Thanks for your response and have a good day always
@neildc (17239)
• Lapu-Lapu City, Philippines
20 Jul 10
hi jane. it's been a while. and i am 5 days late on this discussion of yours. you see, i have been very busy the past days with zayzay.
i have some thoughts about this topic anyway.
i believe that even if the poor are easier to please, they also change while their lives change. just like a working person. they changes with the way they spend their money. their need more as the time goes by. when they reach the higher position, needs become much more, and even the debts are getting bigger.
i am not sure if i have a clear thoughts here. i am still blanked with the present situation.
by the way, have you been getting notifications of new discussions of your friends?
@kiran8 (15348)
• Mangalore, India
16 Aug 10
I would think so , first of all it is their economic condition that makes them vulnerable and secondly having not much resources their needs are simple so they are satisfied with little.That is my practical experience with those who are economically backward. there may be a few with self dignity and be egoistic in receiving help, but such cases are rare.If treated well they are easy to please...
1 person likes this
@maharlikah (1045)
• Philippines
15 Aug 10
Majority of poor people are easier to please than the rich ones. It has been my experience. Well then, it also depends upon the personality of the individual.
1 person likes this
@Angelgirl16 (2171)
• United States
31 Jul 10
Hi jaiho2009,
I think there are people who are poor that can be very difficult to please as well as some wealthy people whom you can't please. I really do think it is the heart of the person.
There are many kind and generous people who has wealth and they wouldn't be unkind to anyone on purpose. Then, you have some people who are not wealth with the worse attitude you could possible never want to have anything to do with. They are very disrespectful with no manners and would never care if they are wrong, they want what they want and nothing else matters.
I have seen some of them in the stores arguing with the clerk or cashier.

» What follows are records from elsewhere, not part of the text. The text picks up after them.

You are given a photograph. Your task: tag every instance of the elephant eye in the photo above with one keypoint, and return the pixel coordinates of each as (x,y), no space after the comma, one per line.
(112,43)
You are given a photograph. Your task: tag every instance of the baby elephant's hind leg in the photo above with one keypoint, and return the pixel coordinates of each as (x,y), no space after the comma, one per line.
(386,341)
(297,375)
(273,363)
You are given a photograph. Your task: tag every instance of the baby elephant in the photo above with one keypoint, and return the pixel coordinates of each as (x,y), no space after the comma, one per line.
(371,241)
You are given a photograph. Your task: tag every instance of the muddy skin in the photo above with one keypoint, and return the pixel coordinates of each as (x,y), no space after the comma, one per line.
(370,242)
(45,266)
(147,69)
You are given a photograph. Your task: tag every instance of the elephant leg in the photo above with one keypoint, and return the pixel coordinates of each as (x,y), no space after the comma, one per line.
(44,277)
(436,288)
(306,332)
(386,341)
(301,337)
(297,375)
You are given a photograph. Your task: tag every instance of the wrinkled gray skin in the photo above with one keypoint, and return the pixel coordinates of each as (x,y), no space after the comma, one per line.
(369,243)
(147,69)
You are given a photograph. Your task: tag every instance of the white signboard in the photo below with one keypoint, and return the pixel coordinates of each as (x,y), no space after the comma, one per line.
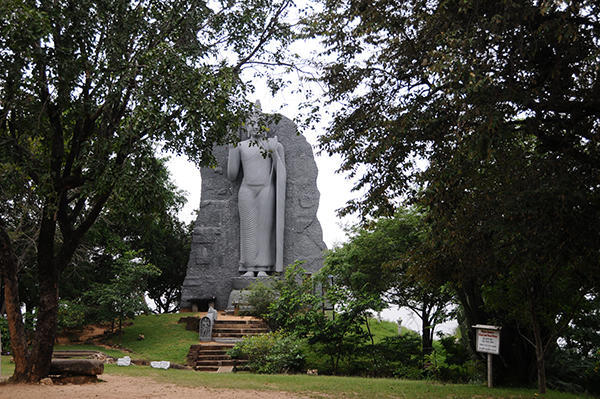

Giving them the hardest time about much of nothing. It really doesn't depend on the person's character.
1 person likes this
@abitosunshine (765)
• United States
23 Sep 10
I don't really feel that financial status determines pleasability. I believe that those who are rich in spirit are the easiest to please and they are also the ones who find it easiest to please others, no matter their lot in life.
@bodhisatya (2384)
• India
15 Jul 10
hi Didi,
It is a very situational question. A person whether rich or poor won't matter for that reason. I have met many affluent people because of the nature of my job and have been with the not so "well-to-do" persons.
Sometimes, they ( the poors) could be very hard to be pleased no matter how much you try and exert to make them happy. I am saying this with real life situations as examples. Then there are the elites, the Riches, the affluents who could be very demanding and ostentatious. It would be equally difficult to please them it seems as if they are demanding another "Taj mahal" out of me. Then there are real compassionate people who couldn't be confided with the classification of being rich or poor.
So what I am trying to say is it entirely depends from person to person and also it depends a lot on you, too. If you are the kind of a person who wants to make everybody happy around you, then there comes a time when people would keep complaining cause they know if they groan and make false moans you would be to their rescue and aid.